Agricultural Robots: How They Ease Farm Labor

Planting, managing, and harvesting agricultural products require a lot of work. Unfortunately, farmers throughout the United States find it increasingly difficult to find enough workers for their fields. Some experts blame the multi-year decline in the number of immigrants coming to the U.S. for seasonal work. Others believe that an aging population of employees can't keep up with the challenging demands of agricultural work.

Regardless of why farmers can't keep up with the demand, tech companies say that they have an answer that requires very little from the workforce. Instead of relying on human employees, farms can turn to a new generation of agricultural robots that work autonomously and intelligently.

Robot Arm in Agriculture

The New Generation of Agricultural Machines

Modern agriculture has always relied on machines to make work easier and more efficient. Even the smallest farms use cultivators, plows, and harrows. The new generation of agricultural machines, however, have a higher level of sophistication that makes automation possible. Many of them do more than automate planting and harvesting. They also use artificial intelligence to make decisions that improve a farm's success.

AI in Agriculture

Controlling Weeds to Improve Crop Yields

Scientists and farmers already know that about 250 weed species have developed tolerances to herbicides. If herbicides suddenly stopped working, North America's soybean and corn growers would lose about $43 billion per year to lost crops.

A company called Blue River Technology wants to solve this problem with a robot it calls See & Spray. The robot patrols farmland and uses computer vision to detect weeds. When the robot encounters a weed, it can spray herbicides directly onto the invasive plant. The company estimates that its precision spraying technology can reduce the amount of herbicide used on farms by about 80%.

Using sophisticated robots to spray specific plants would help prevent species from developing herbicide resistance. It would also improve environmental conditions by keeping chemicals out of water systems. Currently, See & Spray only works with cotton producers, but it's easy to see how a few tweaks could make the technology useful for farms that grow other types.

Harvesting Robots Reduce the Need for Human Workers

It's unlikely that more workers will flood the agriculture industry in upcoming years, so it makes sense for farmers to purchase harvesting robots that reduce the need for human workers.

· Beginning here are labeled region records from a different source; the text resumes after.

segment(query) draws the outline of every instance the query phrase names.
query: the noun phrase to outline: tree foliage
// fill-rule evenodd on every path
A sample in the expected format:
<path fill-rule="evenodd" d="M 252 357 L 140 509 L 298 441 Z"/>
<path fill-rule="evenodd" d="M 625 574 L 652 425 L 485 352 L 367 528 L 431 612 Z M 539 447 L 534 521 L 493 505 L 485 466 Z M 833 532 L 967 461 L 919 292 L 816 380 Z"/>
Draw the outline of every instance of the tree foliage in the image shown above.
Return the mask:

When ripe fruits and vegetables sit in the field, weather conditions, insects, and time can make the produce unusable. Several companies have already developed harvesting robots designed to harvest produce at the right time, making yields larger and improving profits. Panasonic has a robot that uses image recognition to determine the ripeness of tomatoes. When it finds tomatoes ready to harvest, it collects them. Harvest CROO Robotics has a strawberry harvester that uses 16 individual robots to collect ripe fruits.

Intelligent Robots Can Improve Soil Quality and Crop Yields

According to the USDA, soil erosion costs farmers about $44 billion per year. Poor soil quality can also decrease yields and lead to unhealthy plants.

Companies like CropDiagnosis and PEAT build apps that help farmers diagnose and improve unhealthy soil conditions. The apps use imaging and GPS technology to diagnose problems and suggest useful solutions. The technology still needs human guidance, but it's only a matter of time before someone gives a robot similar software to do the job without much oversight.

Crop Apps

The Future of Agricultural Robots

Today's agricultural practices cannot meet the dietary needs of the planet's growing population. By 2050, more than 9 billion people will need fruits, vegetables, meats, and dairy products. According to the United Nations, farmers will need to increase the world's food supply by about 28% to feed those people.

Agricultural robots will play a crucial role in meeting the future population's dietary needs. Innovations may include robots that pollinate plants, maximize the amount of milk taken from cows, and use intensive farming practices to shrink the amount of land needed to grow food.